The literature review shows that the accuracy of hardware devices is superior to that of questionnaires. This superiority, however, must be considered only in terms of precision, but not in terms of diagnostic usefulness. The information provided by questionnaires regarding self-perception of sleep quality is essential and cannot be replaced by hardware measures. The sensitivity of hardware devices is 88–98%, while their specificity is 20–52%. The adherence of hardware devices is also superior, because they require less effort from the patient (e.g., actigraphs are mostly automatic). The accuracy and reliability of hardware devices have been continuously increased with the advances of the technology. The continuous improvement of sensors and the appearance of new technologies (good examples are the imminent use of infrared thermometers and lidars) clearly improve the sleep detection devices.

We have presented a taxonomy of sleep methods that comprises all methods presented. This taxonomy classifies hardware devices into contact and contactless devices, because their functionality, accuracy, and reliability are different. In both cases, many studies reach the similar conclusion that current sleep trackers are useful tools to assess sleep and have been used successfully in many sleep studies. In particular, the studies that have evaluated concrete actigraphs with their respective software/app conclude that actigraphy is a reasonably reliable method to detect sleep with an average sensibility higher than 90%. Nevertheless, the studies also report that the results obtained are particularly influenced by the patient that wears the actigraphy, which can produce bad results in many cases. Therefore, the use of actigraphy as a diagnostic tool should be complemented and contrasted with other methods to produce a more definitive diagnostic.
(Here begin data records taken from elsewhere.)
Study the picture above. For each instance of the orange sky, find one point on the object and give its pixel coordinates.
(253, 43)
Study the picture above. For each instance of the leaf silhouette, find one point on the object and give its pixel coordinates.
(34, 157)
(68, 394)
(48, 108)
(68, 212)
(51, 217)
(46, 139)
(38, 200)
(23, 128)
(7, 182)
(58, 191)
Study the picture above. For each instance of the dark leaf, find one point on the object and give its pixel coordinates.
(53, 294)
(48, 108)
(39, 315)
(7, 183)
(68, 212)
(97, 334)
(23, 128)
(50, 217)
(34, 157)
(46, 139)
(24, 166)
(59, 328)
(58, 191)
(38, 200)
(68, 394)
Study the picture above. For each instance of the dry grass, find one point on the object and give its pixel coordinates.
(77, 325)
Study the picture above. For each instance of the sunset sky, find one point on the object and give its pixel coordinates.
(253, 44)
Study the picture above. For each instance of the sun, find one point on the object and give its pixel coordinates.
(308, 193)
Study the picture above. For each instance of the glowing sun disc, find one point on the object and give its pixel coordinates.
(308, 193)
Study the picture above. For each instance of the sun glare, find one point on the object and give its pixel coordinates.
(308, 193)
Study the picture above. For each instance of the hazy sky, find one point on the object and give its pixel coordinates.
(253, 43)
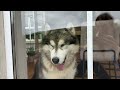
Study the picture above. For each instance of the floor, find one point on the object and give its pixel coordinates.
(110, 69)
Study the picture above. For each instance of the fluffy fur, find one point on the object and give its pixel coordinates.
(63, 44)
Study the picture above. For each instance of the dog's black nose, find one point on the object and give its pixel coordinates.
(55, 60)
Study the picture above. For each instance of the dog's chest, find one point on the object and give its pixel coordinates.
(66, 74)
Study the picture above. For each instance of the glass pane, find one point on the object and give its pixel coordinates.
(106, 41)
(55, 43)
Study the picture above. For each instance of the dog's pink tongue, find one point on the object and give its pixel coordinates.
(60, 67)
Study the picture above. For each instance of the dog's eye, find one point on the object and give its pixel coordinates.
(62, 45)
(52, 46)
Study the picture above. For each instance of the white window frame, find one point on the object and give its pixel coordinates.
(8, 44)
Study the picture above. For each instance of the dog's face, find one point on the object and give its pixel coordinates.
(60, 46)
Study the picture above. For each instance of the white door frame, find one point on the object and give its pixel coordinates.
(8, 44)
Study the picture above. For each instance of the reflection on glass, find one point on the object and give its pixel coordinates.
(106, 45)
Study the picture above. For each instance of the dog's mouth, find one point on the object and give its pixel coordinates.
(61, 66)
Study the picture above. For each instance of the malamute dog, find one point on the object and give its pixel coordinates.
(58, 55)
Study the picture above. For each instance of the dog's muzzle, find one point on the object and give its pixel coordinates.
(60, 67)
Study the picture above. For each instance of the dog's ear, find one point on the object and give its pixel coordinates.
(70, 28)
(47, 28)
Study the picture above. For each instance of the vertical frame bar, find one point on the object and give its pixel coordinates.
(90, 44)
(8, 44)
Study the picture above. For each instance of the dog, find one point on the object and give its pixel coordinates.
(58, 54)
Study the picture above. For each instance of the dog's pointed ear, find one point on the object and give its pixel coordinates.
(70, 28)
(47, 28)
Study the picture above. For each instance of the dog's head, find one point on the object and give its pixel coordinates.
(60, 46)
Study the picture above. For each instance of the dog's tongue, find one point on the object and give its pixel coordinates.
(60, 67)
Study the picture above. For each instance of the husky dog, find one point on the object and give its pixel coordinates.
(58, 54)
Finally, sleep apps are another important tool to assess sleep, especially in smartphones, where they are becoming very common nowadays. We have shown the most significant apps with regard to their number of reviews, and to their overall mark given by users. It is important to highlight that, contrasted with hardware, software apps are often implemented by independent (non-clinical) developers, and they do not pass any quality test. Therefore, they must be validated, at least before they are applied in clinically. The few scientific validation studies that have compared smartphone apps against PSG report that they are still not accurate enough to be used as clinical tools.